FVI | Geschichte
  • Chronik des FV Illertissen

    • Mannschaftsfoto vom B-Klassenmeister 1960/61


    • Obere Reihe von links nach rechts: Erich Friedel, Egon von Au, Heinz Wohlkezetter,
      Josef Fackler, Erwin Wohlkezetter, Hubert Kiechle, Hubert Spitzmüller, Günther Eisen
      und Vorstand Hocke.

      Untere Reihe: Armin Wagner, Horst Preiß, Franz Kindermann, Horst Breitruck, Arnold
      Kögel.



       
  • FV Illertissen 80 Jahre – 1921/22 Anschluss an den Fußballverband – Karl Dirr und Leonhard Stölzle erste Vorstände
     

    ► Der Verein wurde zwar schon 1919 unter Karl Dirr sen. quasi "nichtoffiziell" gegründet , aber erst 1921/22 unter Leonhard Stölzle dem Verband angeschlossen .
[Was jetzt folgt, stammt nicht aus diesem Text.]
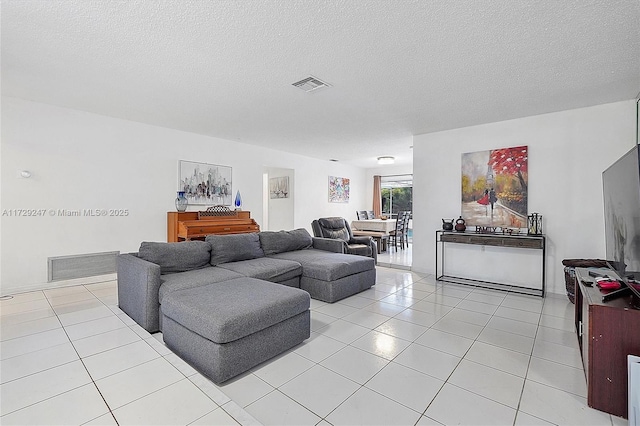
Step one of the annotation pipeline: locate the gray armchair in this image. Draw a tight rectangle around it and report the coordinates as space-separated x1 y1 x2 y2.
311 217 378 263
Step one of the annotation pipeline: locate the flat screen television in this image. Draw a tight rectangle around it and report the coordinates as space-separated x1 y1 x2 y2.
602 145 640 300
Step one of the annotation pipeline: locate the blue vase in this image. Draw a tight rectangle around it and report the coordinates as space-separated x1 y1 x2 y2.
234 191 242 210
176 191 189 212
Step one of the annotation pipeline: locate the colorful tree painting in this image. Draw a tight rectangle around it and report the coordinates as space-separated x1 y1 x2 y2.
462 146 528 228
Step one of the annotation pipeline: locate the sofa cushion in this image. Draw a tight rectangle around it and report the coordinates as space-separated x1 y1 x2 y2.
158 266 242 304
273 249 375 281
318 217 351 241
162 277 310 343
218 257 302 283
205 232 264 266
138 241 211 274
258 228 313 256
347 244 371 256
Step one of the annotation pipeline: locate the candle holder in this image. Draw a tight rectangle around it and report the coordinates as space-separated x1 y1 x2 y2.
527 213 542 235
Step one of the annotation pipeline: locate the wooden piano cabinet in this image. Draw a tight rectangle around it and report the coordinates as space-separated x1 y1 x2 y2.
167 210 260 243
575 268 640 418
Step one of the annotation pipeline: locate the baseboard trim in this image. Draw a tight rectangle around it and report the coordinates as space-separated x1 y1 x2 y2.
0 273 118 297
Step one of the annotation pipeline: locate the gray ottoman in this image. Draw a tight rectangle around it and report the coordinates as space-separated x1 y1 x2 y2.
272 249 376 303
161 278 311 383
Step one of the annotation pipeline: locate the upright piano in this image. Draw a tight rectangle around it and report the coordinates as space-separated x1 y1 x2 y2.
167 210 260 243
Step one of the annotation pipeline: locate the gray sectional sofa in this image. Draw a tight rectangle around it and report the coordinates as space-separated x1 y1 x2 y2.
118 229 376 383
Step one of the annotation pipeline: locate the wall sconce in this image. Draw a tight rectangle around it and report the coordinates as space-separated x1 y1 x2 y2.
378 155 396 164
527 213 542 235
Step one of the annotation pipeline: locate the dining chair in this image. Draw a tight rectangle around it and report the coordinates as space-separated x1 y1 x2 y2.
389 214 404 250
403 211 411 248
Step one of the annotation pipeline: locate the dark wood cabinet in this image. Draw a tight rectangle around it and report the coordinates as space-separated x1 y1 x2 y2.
167 210 260 243
575 268 640 418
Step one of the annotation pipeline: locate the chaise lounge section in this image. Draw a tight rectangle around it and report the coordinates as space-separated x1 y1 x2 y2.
118 229 376 383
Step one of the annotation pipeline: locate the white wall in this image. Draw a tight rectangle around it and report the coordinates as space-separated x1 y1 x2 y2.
413 100 636 294
0 97 365 295
262 167 296 231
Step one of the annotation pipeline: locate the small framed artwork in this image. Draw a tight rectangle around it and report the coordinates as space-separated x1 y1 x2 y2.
329 176 349 203
178 160 233 206
269 176 290 199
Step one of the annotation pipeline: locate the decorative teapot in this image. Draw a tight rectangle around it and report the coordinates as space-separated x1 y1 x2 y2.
456 216 467 232
442 219 453 231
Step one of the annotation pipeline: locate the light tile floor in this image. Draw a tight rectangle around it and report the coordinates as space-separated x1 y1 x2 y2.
378 242 413 270
0 268 626 426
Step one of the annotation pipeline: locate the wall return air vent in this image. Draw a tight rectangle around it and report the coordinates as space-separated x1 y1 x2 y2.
293 76 331 92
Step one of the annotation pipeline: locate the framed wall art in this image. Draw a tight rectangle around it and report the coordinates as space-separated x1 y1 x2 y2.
329 176 349 203
269 176 291 199
178 160 233 206
461 146 529 228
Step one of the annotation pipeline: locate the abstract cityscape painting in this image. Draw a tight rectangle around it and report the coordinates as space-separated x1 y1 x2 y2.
462 146 529 228
269 176 290 199
329 176 349 203
178 160 232 206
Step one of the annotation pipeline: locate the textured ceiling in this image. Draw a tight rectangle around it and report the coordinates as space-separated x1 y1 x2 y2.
1 0 640 167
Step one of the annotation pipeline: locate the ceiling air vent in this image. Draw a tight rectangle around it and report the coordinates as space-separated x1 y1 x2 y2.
293 77 330 92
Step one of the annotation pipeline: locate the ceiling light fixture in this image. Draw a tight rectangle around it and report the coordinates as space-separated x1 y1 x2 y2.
378 155 396 164
293 76 331 92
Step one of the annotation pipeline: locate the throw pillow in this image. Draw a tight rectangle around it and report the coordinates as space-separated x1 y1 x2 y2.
205 232 264 266
138 241 211 274
259 228 313 256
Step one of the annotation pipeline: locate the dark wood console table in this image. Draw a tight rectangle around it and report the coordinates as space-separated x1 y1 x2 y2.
575 268 640 418
436 231 546 297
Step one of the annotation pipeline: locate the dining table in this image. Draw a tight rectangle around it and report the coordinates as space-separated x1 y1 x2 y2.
351 219 396 234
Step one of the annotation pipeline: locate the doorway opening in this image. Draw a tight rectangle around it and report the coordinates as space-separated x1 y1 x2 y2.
378 175 413 269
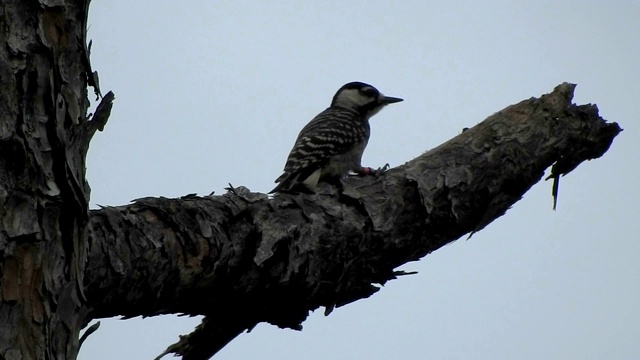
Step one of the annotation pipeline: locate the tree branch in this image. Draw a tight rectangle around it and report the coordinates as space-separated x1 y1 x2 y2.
84 83 621 359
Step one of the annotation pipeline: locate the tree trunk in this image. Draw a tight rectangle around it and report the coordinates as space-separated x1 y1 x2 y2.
0 0 108 359
0 0 620 359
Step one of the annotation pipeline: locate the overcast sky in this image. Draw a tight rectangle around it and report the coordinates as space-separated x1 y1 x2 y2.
80 0 640 360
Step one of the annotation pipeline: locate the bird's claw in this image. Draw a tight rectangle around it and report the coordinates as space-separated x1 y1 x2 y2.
358 163 390 176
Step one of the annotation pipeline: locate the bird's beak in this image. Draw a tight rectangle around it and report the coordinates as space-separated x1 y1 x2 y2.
378 95 404 105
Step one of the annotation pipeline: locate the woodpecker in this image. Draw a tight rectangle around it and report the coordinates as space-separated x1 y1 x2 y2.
270 82 403 193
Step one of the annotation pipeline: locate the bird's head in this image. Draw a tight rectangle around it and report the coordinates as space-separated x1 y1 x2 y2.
331 81 402 119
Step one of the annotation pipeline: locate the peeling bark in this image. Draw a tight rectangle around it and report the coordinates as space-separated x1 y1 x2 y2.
85 83 620 359
0 0 109 359
0 0 621 359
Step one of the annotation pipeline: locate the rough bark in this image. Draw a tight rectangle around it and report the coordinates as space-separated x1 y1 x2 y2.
0 0 620 359
0 0 108 359
85 83 620 359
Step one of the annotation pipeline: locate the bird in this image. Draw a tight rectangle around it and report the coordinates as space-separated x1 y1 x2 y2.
269 81 403 194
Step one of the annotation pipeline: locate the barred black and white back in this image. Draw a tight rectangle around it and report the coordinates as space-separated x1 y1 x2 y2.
271 82 402 193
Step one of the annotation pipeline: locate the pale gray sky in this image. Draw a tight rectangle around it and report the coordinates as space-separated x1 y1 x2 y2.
80 0 640 360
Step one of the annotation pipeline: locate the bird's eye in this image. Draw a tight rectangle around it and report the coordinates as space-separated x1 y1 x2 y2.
360 87 378 97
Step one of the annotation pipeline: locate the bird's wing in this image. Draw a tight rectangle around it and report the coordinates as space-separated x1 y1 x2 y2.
276 108 366 183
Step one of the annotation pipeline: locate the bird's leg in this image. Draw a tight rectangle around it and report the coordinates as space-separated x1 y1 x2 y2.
354 164 389 176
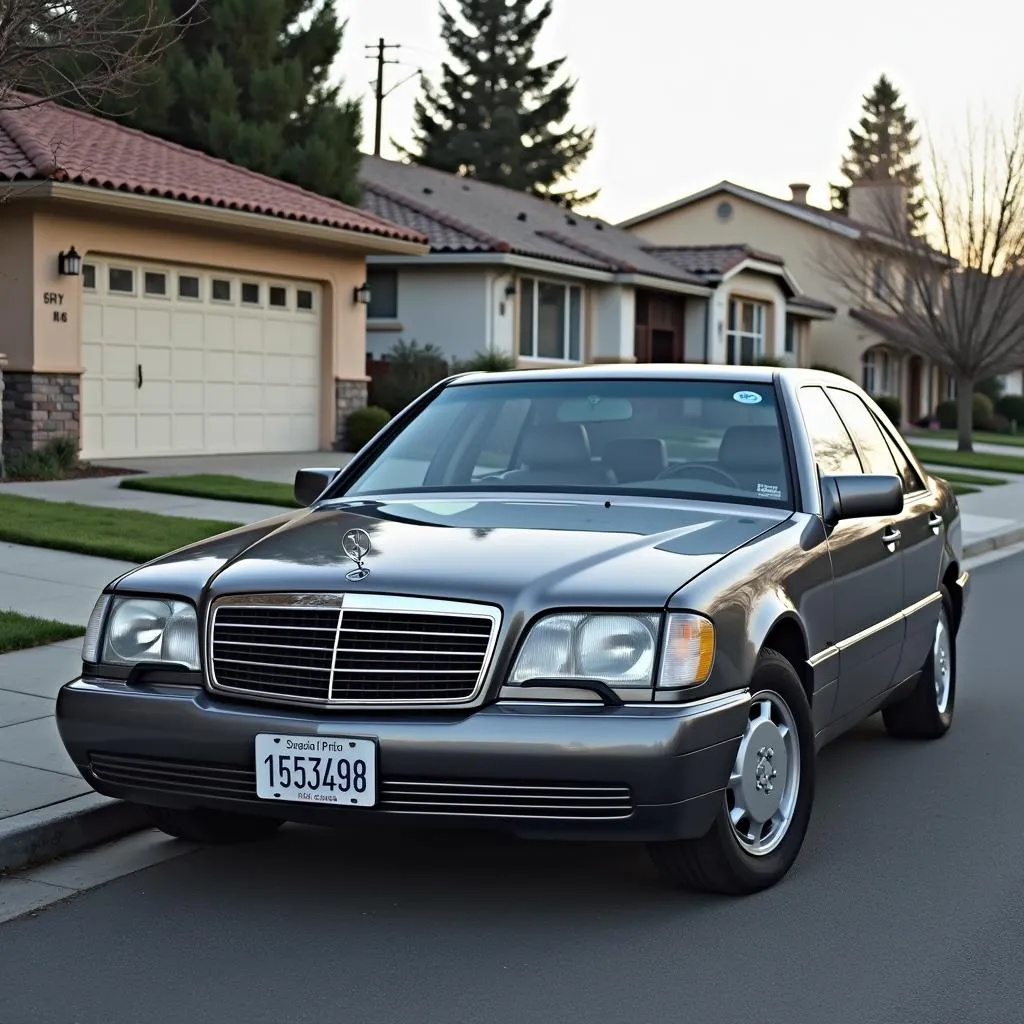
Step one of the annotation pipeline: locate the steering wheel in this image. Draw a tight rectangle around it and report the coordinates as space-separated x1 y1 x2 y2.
657 462 741 490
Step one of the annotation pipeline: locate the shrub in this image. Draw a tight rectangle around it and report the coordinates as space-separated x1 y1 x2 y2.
871 394 903 430
3 437 78 480
452 352 516 374
345 406 391 452
995 394 1024 430
971 391 995 430
370 341 450 416
935 398 956 430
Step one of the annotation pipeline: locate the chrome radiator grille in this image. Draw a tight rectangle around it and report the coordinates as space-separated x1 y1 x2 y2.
208 594 499 706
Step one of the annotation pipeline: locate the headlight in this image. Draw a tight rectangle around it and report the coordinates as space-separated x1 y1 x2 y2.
97 597 200 671
509 612 658 687
657 612 715 689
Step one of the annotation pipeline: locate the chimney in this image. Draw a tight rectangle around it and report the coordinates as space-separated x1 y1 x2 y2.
847 177 907 234
790 181 811 206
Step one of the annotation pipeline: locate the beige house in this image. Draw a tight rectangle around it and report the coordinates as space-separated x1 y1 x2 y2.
0 103 427 459
620 181 955 422
360 151 836 368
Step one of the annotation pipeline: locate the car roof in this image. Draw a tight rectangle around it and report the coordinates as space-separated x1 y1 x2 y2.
451 362 856 388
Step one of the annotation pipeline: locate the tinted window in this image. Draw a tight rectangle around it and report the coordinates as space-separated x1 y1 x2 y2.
347 380 792 507
828 388 900 476
800 387 863 476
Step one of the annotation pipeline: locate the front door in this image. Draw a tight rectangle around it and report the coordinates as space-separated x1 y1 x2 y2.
800 387 903 719
828 388 942 683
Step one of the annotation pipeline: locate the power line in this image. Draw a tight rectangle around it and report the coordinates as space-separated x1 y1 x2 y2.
366 37 400 157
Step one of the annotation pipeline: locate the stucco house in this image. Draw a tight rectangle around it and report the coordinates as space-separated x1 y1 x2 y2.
360 157 835 378
0 103 427 459
618 181 1020 422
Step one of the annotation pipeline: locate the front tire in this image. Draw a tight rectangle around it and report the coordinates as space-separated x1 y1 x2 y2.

    ►Nach den schweren Jahren 1925 – 27 hörte man erst 1928/29 wieder mehr vom Illertisser Fußball unter der Führung von Wilhelm Schöllhorn. Konrad Rösch löste diesen 1931 ab, der 1935 über den Spielbetrieb zweier aktiver und einer Jugendmannschaft berichten konnte. Am 19.03.1938 wurde man in Weißenhorn Kreisklassenmeister, spielte dann in der Bezirksklasse, Kreis 5, Gau 16.

    ► Nach Ausbruch des 2. Weltkrieges kam es zur Einstellung des Spielbetriebes und Kamerad Rueß war es, der dann im Gasthaus Rose wieder eine Mannschaft gründete, unterstützt von Leonhard Kempter als 1. Vorstand, Richard Steib als Stellvertreter, Willi Rueß als Schriftführer und Anton Hunger als Kassier. Sportliches Großereignis war damals vor einer Rekordbesucherzahl das Spiel gegen die Sportfreunde Stuttgart.

    ►Am 31.01.1946 löste Anton Reindl Kempter ab, der aber 1947 in einer außerordentlichen Generalversammlung im Gasthaus Schwanen erneut gewählt wurde. Hans Stempfle leitete dann kurze Zeit den Verein, ehe am 17. Februar 1949 die Ära Edwin Hocke begann, die 1955 endete.

    ►Nächster Meilenstein in der Vereinsgeschichte war dann am 03. August 1952 die Übergabe des Sportplatzes an der Ulmer Straße, einer ehemaligen Kiesgrube. Zum Eröffnungsspiel, das 3:3 endete, kam die Mannschaft aus Backnang.
    Das Sportgeschehen der 50er-Jahre spielte sich in der sehr starken A-Klasse Donau/Iller mit Söflingen, Klingenstein, Ulm, Bellenberg, Au, Altenstadt, Weißenhorn, Laichingen, Langenau, Dellmensingen, Kellmünz, Nersingen und Wiblingen ab.

    ► Im Jahre 1955 übernahm 1. Bürgermeister Siegfried Ott, ein "alter Fußballer", den Verein bis zum 13. Juni 1959. Ihm folgte Alfred Kolb, der das Vereinsschiff bis zum 07. Juli 1961 steuerte.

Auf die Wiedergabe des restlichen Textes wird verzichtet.